Argyle-Software / kyber

A rust implementation of the Kyber post-quantum KEM
https://docs.rs/pqc_kyber/
Apache License 2.0
181 stars 41 forks source link

Don't store shared secret on stack, and allow it to be zeroized #59

Open faern opened 1 year ago

faern commented 1 year ago

The current signature of both encapsulate and decapsulate (fn encapsulate(...) -> Result<... [u8; 32] ...>, fn decapsulate(...) -> Result<[u8; 32], ...> stores the secret on the stack. This means it will potentially be copied around many times in memory, depending on how optimizations happen to generate the final code.

It is recommended to zero out cryptographic secrets when done with them/before other software has a chance to read that memory. This is currently not really possible with pqc_kyber and the current function signatures.

I recommend, and would be very interested in improving this. I implemented something very similar for classic-mceliece-rust recently. All secrets were bundled up in dedicated containers that allowed both borrowed and owned versions of the data, but that was never copied around in the memory, and that automatically cleared themselves on drop. See here for one example: https://github.com/Colfenor/classic-mceliece-rust/blob/bb57cd4f97ae2d092b8b1bfbc88c49507eca2892/src/lib.rs#L283-L333

The same goes for the SecretKey type really. It should implement Zeroize + ZeroizeOnDrop.

k3d3 commented 1 year ago

Does that work at all without alloc?

faern commented 1 year ago

Yes. The Classic McEliece library has an alloc feature that can be turned off, and zerioze still works. It's just that the caller must provide a mutable reference to the output buffer since the heap can't be used and the secret data must not be returned on the stack

mberry commented 1 year ago

Posted a draft implementation as a basic starting point, from what I can see it clears everything important on my x86 system but copy elision behaviour isn't guaranteed on various platforms and even different compilers.

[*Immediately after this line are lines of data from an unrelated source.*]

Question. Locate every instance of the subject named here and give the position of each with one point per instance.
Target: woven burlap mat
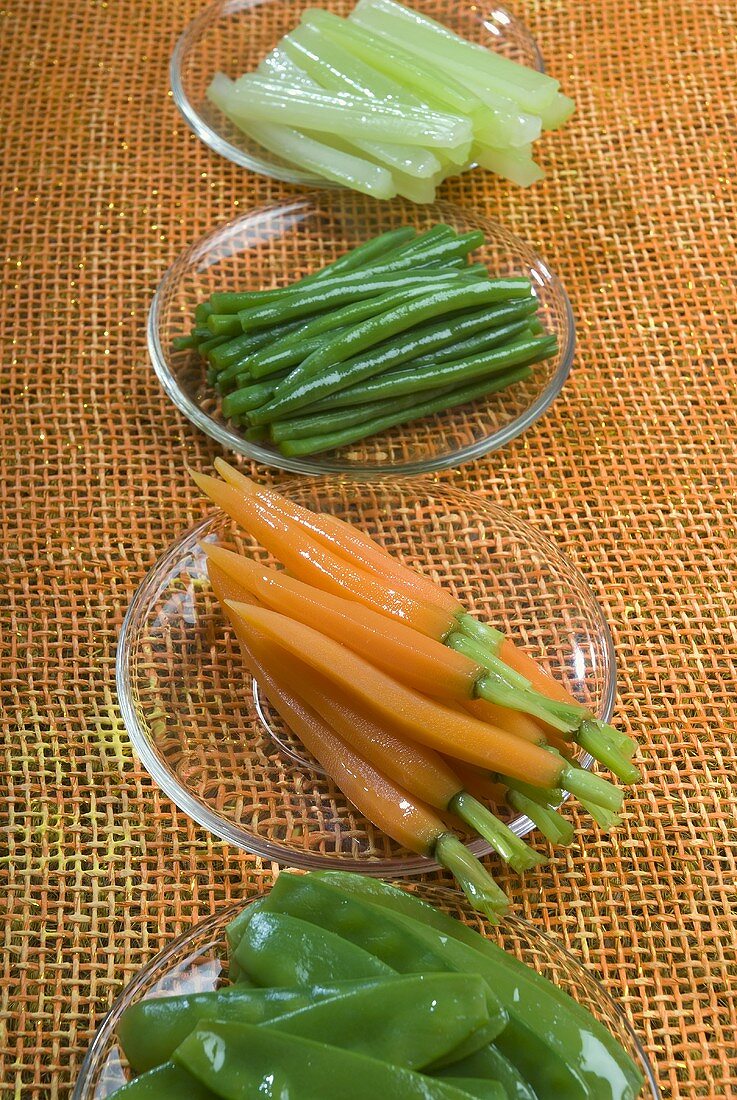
(631, 473)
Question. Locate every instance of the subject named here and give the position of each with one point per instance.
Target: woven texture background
(631, 473)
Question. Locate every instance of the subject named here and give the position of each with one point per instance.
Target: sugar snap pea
(240, 1060)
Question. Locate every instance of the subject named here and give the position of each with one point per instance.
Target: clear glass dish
(232, 36)
(271, 246)
(194, 964)
(209, 740)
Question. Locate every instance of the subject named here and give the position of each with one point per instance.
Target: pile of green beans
(399, 328)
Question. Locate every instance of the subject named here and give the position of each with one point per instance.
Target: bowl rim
(315, 465)
(202, 815)
(215, 920)
(216, 142)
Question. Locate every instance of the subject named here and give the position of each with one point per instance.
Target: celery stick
(355, 75)
(263, 100)
(520, 169)
(436, 43)
(277, 65)
(306, 153)
(393, 59)
(495, 120)
(414, 162)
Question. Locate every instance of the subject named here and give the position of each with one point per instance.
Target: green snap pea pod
(320, 424)
(165, 1082)
(232, 353)
(480, 1087)
(545, 1046)
(410, 1021)
(491, 1064)
(363, 255)
(552, 1041)
(448, 399)
(416, 377)
(317, 299)
(239, 1062)
(150, 1031)
(340, 364)
(278, 949)
(295, 347)
(378, 933)
(256, 433)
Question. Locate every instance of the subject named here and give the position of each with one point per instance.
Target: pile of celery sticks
(388, 102)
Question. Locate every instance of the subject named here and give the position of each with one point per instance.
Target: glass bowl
(274, 244)
(195, 963)
(232, 36)
(209, 740)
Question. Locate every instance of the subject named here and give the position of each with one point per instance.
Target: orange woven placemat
(631, 473)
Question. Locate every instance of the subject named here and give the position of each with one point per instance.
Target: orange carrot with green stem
(391, 807)
(348, 541)
(323, 568)
(424, 719)
(416, 768)
(420, 661)
(359, 548)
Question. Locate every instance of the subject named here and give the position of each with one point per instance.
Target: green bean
(411, 377)
(256, 433)
(318, 299)
(527, 349)
(363, 255)
(331, 369)
(223, 325)
(235, 351)
(322, 424)
(207, 345)
(292, 349)
(180, 343)
(461, 396)
(249, 397)
(436, 253)
(439, 339)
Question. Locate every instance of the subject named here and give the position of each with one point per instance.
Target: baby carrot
(391, 807)
(418, 769)
(440, 617)
(424, 719)
(419, 661)
(314, 563)
(347, 541)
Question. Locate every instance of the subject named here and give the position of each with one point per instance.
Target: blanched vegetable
(393, 90)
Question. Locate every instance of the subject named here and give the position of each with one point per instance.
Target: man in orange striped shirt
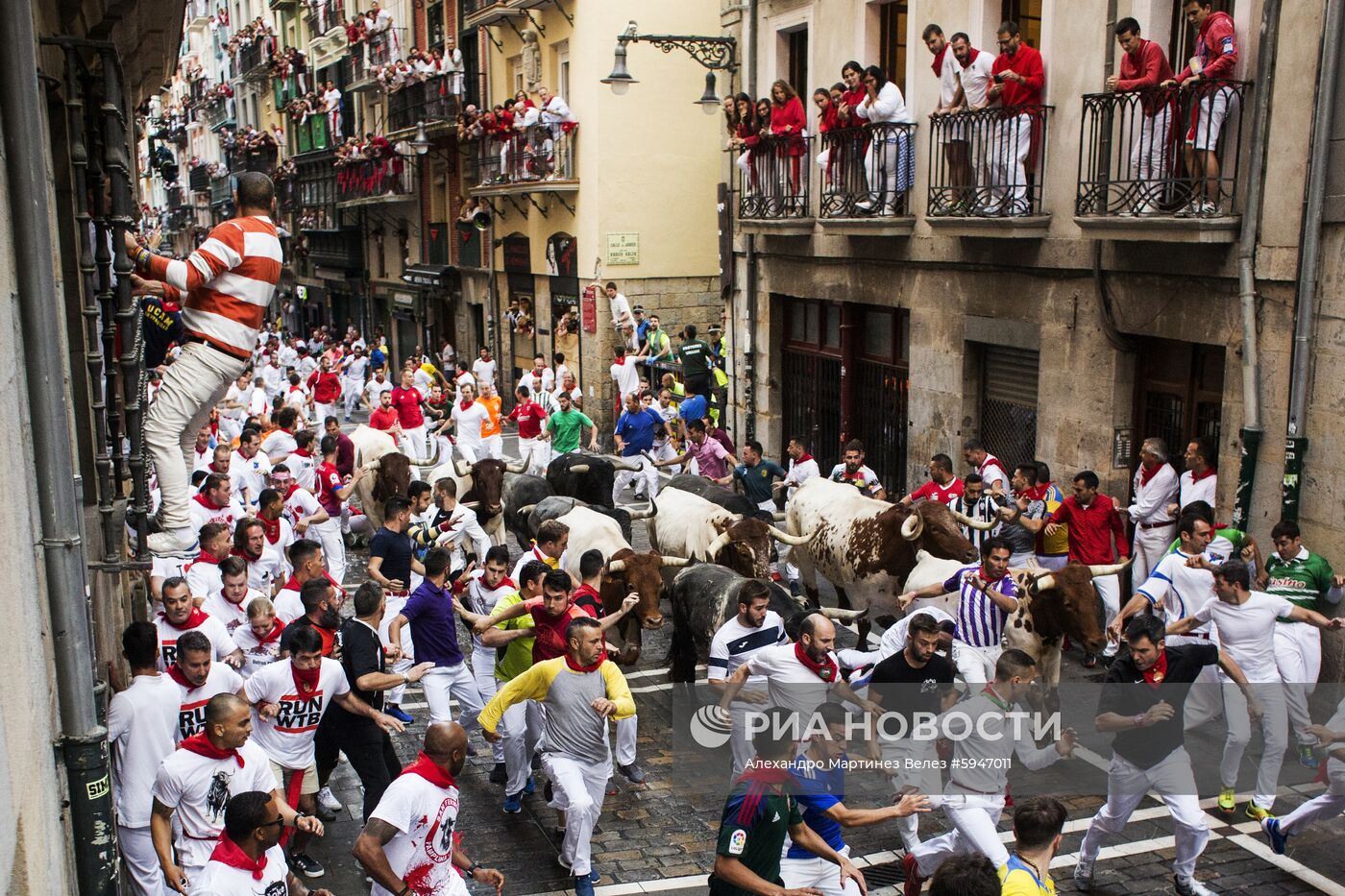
(228, 282)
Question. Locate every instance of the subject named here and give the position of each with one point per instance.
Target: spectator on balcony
(1143, 66)
(890, 160)
(1216, 61)
(1019, 80)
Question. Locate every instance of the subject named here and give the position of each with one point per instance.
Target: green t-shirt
(756, 819)
(565, 429)
(517, 655)
(1302, 580)
(695, 356)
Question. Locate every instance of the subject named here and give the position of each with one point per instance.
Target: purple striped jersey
(981, 623)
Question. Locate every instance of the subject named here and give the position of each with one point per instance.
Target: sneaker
(1278, 839)
(326, 799)
(1192, 886)
(914, 880)
(1307, 758)
(1083, 876)
(172, 544)
(306, 865)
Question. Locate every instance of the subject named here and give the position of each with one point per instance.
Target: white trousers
(191, 386)
(333, 547)
(453, 682)
(974, 818)
(535, 455)
(140, 861)
(1298, 655)
(577, 788)
(817, 873)
(1150, 546)
(521, 735)
(1174, 784)
(646, 472)
(1324, 808)
(1274, 725)
(401, 666)
(483, 673)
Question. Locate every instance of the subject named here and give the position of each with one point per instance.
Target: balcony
(534, 160)
(379, 181)
(1161, 164)
(429, 101)
(988, 171)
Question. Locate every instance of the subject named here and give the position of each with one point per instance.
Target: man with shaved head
(412, 829)
(197, 782)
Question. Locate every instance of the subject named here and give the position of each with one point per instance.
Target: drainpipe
(83, 742)
(1251, 432)
(1305, 304)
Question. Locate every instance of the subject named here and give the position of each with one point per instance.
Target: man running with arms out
(409, 844)
(229, 282)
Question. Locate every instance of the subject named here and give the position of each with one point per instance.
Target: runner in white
(409, 844)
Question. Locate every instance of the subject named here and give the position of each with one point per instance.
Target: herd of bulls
(706, 541)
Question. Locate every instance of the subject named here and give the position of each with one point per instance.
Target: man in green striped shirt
(1307, 580)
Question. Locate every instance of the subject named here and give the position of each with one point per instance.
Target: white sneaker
(326, 799)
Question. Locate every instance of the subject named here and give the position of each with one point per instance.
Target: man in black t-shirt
(912, 685)
(1142, 702)
(366, 745)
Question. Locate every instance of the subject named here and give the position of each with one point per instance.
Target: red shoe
(915, 883)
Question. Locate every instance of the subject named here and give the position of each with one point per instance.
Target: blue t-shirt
(693, 408)
(818, 787)
(638, 430)
(430, 614)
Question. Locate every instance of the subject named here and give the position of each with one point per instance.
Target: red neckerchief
(938, 61)
(197, 617)
(231, 853)
(824, 670)
(177, 674)
(201, 745)
(1154, 674)
(569, 661)
(306, 680)
(427, 768)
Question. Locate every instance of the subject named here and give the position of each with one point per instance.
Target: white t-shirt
(470, 423)
(288, 736)
(218, 879)
(141, 725)
(426, 814)
(210, 627)
(736, 643)
(199, 787)
(1247, 631)
(191, 701)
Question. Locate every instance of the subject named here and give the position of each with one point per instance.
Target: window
(892, 42)
(1028, 15)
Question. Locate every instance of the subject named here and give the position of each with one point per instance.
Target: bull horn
(786, 539)
(912, 526)
(720, 543)
(984, 525)
(1107, 569)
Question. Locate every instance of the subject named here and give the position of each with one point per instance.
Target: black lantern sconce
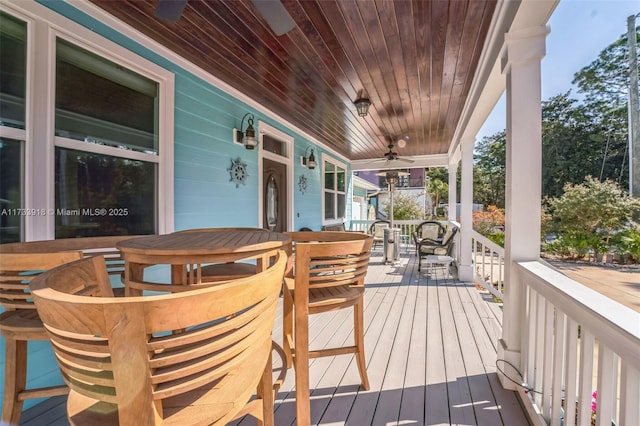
(362, 105)
(246, 137)
(309, 161)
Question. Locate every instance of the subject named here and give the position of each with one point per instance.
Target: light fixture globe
(247, 137)
(362, 105)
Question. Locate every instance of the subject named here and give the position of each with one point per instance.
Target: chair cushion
(430, 231)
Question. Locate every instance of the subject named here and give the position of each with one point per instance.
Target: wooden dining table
(186, 251)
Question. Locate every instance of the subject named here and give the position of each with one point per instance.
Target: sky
(580, 30)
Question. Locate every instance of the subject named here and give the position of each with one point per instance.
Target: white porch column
(453, 194)
(465, 269)
(521, 64)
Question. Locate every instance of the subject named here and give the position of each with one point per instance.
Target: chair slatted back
(18, 269)
(124, 351)
(330, 259)
(90, 246)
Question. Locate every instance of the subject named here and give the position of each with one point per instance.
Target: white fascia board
(489, 83)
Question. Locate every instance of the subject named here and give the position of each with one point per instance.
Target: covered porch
(431, 357)
(432, 339)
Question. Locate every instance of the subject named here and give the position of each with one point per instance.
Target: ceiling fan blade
(276, 15)
(405, 160)
(170, 10)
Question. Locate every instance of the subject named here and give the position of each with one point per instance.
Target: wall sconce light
(246, 137)
(392, 176)
(309, 161)
(362, 105)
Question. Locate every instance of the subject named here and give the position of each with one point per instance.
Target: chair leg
(287, 327)
(15, 380)
(358, 330)
(301, 365)
(265, 392)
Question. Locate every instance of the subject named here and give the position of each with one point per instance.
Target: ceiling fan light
(362, 105)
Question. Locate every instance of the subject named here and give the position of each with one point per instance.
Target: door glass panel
(329, 205)
(272, 203)
(13, 75)
(341, 176)
(11, 197)
(329, 176)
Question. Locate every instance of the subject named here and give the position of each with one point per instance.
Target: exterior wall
(203, 148)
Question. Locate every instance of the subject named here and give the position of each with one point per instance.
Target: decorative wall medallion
(302, 184)
(238, 171)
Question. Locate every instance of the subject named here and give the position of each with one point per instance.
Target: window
(11, 208)
(13, 77)
(103, 166)
(335, 192)
(103, 105)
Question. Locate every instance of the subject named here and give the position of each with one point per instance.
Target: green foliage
(588, 214)
(628, 243)
(437, 186)
(405, 207)
(489, 172)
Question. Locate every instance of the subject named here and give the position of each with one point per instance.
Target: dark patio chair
(427, 246)
(377, 230)
(431, 229)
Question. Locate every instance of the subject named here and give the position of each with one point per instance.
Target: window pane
(11, 161)
(329, 206)
(103, 195)
(341, 179)
(329, 175)
(342, 204)
(13, 76)
(101, 102)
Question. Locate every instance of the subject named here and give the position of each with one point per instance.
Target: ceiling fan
(272, 11)
(391, 155)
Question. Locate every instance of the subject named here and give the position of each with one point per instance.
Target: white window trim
(43, 26)
(338, 219)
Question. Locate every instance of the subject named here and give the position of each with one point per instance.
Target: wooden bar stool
(20, 323)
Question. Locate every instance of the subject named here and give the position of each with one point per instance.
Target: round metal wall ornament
(302, 184)
(238, 172)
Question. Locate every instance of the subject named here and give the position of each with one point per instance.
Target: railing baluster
(587, 346)
(606, 371)
(547, 369)
(557, 376)
(570, 374)
(630, 398)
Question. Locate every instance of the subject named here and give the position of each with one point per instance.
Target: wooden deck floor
(431, 353)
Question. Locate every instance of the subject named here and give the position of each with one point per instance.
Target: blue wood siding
(204, 196)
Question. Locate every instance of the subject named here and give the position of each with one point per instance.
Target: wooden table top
(205, 243)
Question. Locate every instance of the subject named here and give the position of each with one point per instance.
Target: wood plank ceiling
(414, 59)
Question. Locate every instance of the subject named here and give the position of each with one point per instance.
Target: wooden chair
(19, 324)
(377, 230)
(431, 229)
(125, 365)
(428, 247)
(327, 273)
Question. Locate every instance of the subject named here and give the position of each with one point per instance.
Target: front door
(274, 179)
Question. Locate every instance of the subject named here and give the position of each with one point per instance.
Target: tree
(489, 172)
(405, 207)
(592, 211)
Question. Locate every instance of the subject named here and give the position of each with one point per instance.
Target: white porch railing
(488, 263)
(576, 341)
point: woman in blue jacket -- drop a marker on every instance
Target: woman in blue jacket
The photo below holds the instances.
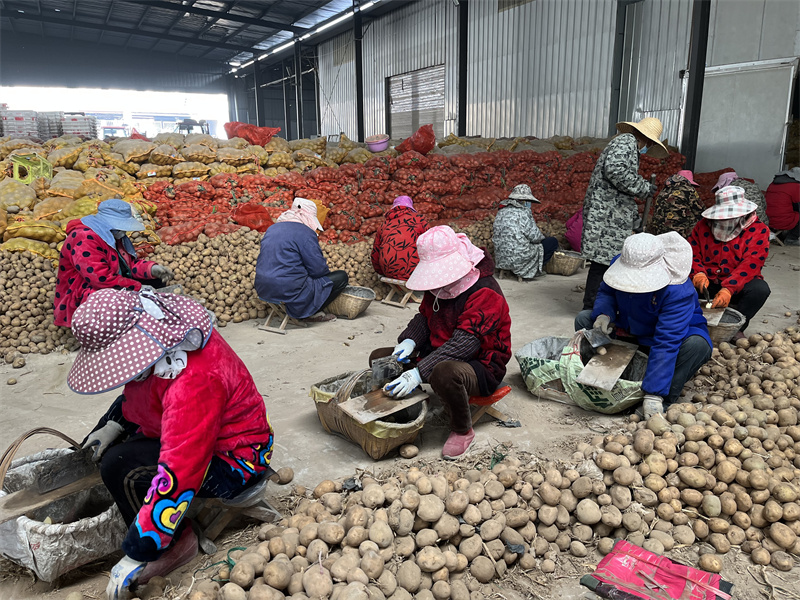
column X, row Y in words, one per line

The draft mainly focuses on internal transient secrets, especially the secret key polynomial from which the secret key is easily derived.

It's not intended to be merged but just to put it out there for the internals.

Looking at the Classic McEliece code, keen for the same design of passing a buffer, but prefer to keep it on the stack as default behaviour. Happy to provide a separate boxed version too, there's likely a fair bit of overhead with heap allocation.

That McEliece code you linked doesn't use Pin? That can still end up copied in various ways. The boxed version looks fine though, from a very brief check they don't handle zeroisation of intermediate secrets from which a key can be derived it seems.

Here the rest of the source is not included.